Маринин сразу все понял. Не было никакой ошибки, жалость и милосердие исключают любую ошибку. Детские души забирают маленькие Ангелы – вы не замечали, что у окон квартиры, где умер маленький ребенок, всегда суетятся и ругаются воробьи? И это грустно, особенно для родителей, которым выпало пережить своих детей. Родители никогда не должны жить дольше детей, от этого рушатся установленные небесные порядки и в мире становится больше несправедливостей. Ангел это хорошо понимал, потому и дал ему возможность прожить жизнь и попрощаться с родителями. Каждый знает, Ангелы полны любви, а любовь, в свою очередь, невозможна без милосердия.
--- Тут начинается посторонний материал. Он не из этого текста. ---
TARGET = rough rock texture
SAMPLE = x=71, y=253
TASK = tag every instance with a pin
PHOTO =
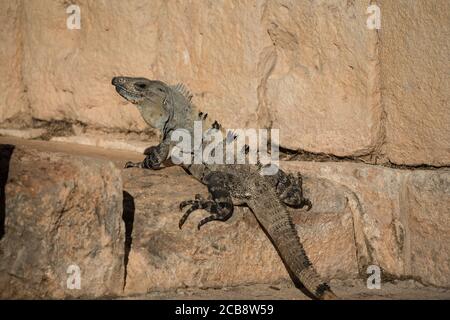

Именно милосердию небесного посланника Маринин был обязан тем, что получил жизнь, как купленное однажды родителями пальто, – на вырост.
От Варданяна Басаргин всегда возвращался в приподнятом настроении.
Светила луна, да и фонарей по ту сторону забора хватало. На свежих могилках неяркими, еще жизненно тлеющими огоньками колебались шалеющие от загробного существования души. Кое-где, шумно сопя, возились душееды.
Впереди у провалившейся заросшей могилки слышались голоса. Басаргин прислушался.
– Я тебе, баклан, сколько раз говорил? – спросил брюзгливый усталый голос. – Я тебе сколько раз говорил, чтобы ты вел себя нормально?
По голосу Басаргин узнал покойного участкового инспектора Липягина. Тот и при жизни обслуживал участок, на котором располагалось кладбище.
– А я нормально себя веду, – сказал второй голос – немного гнусавый и сиплый.
– Нормально? – покойный участковый хмыкнул. – Ты мне объясни, почему алкаши вокруг твоей могилки кружатся? Поминают?
– Друзья, – сказал гнусавый и на этот раз Басаргин его узнал – Федя Клык был собеседником покойного мента. – Я же им запретить не могу.
– Друзья… – передразнил Липягин. – У тебя, Клык, друзей сроду не было. Кореша, собутыльники, подельники, только не друзья. Кто бронзовый бюст с могилки Ромы Горюнова увел? Ну?
– А я откуда знаю? – откликнулся Клык раздраженно. – Я у него сторожем не работаю. Ищи, только вот одного не пойму – на кой ляд тебе это надо? Помер, так лежи спокойно. Нет, ходишь, блин, вынюхиваешь. Все равно ведь медали не дадут!
– Ты у меня добазаришься! – пригрозил Липягин. – Я тебя еще раз спрашиваю, Клык. Заметь, по-хорошему спрашиваю, кто бюст Ромы Горюнова спер? Я ведь и иначе могу, хочешь?
Басаргину стало интересно, чем покойный мент может грозить не менее покойному вору, и он остановился.
– Я корешей не сдаю! – дерзко сказал Клык.
– А сейчас? – Липягин засмеялся.
– Не имеешь права! – со страхом в голосе сказал Федя Клык. – Не имеешь права, мент! Я права знаю. Я наверх жаловаться буду!
– Некому будет жаловаться, – пообещал Липягин, и от его спокойного голоса даже Басаргину не по себе стало. – Ты сам знаешь, Клык, здесь ведь все, как в жизни. Пока молитва твоя дойдет, пока комиссию соберут, пока у нее время свободное найдется! Ну? Или ты не знаешь, как на таких, как ты, это действует? Следов ведь не найдут!
– Осторожнее, – сдавленно сказал кладбищенский хулиган. – Чего ты? Чего? Ну, Мымрик это был со второго километра. Я сам видел, как он вчера с Гаврошем этот бюст в тележку грузили. Сдали, наверное, в приемный пункт. Тебе-то это на кой, капитан? У Ромы папа богатый, новый бюст поставит. А мужики похарчатся недельку да за Ромино здоровье выпьют!
– Смотри у меня, – пригрозил Липягин. – Ты, Клык, лежал бы, не вставая. Тебе же спокойнее. По твою душу Ангелы не прилетят, за тобой знаешь, где место закреплено? Ну и не гоношись, будешь смирно себя вести, глядишь, лишнее время спокойно здесь полежишь.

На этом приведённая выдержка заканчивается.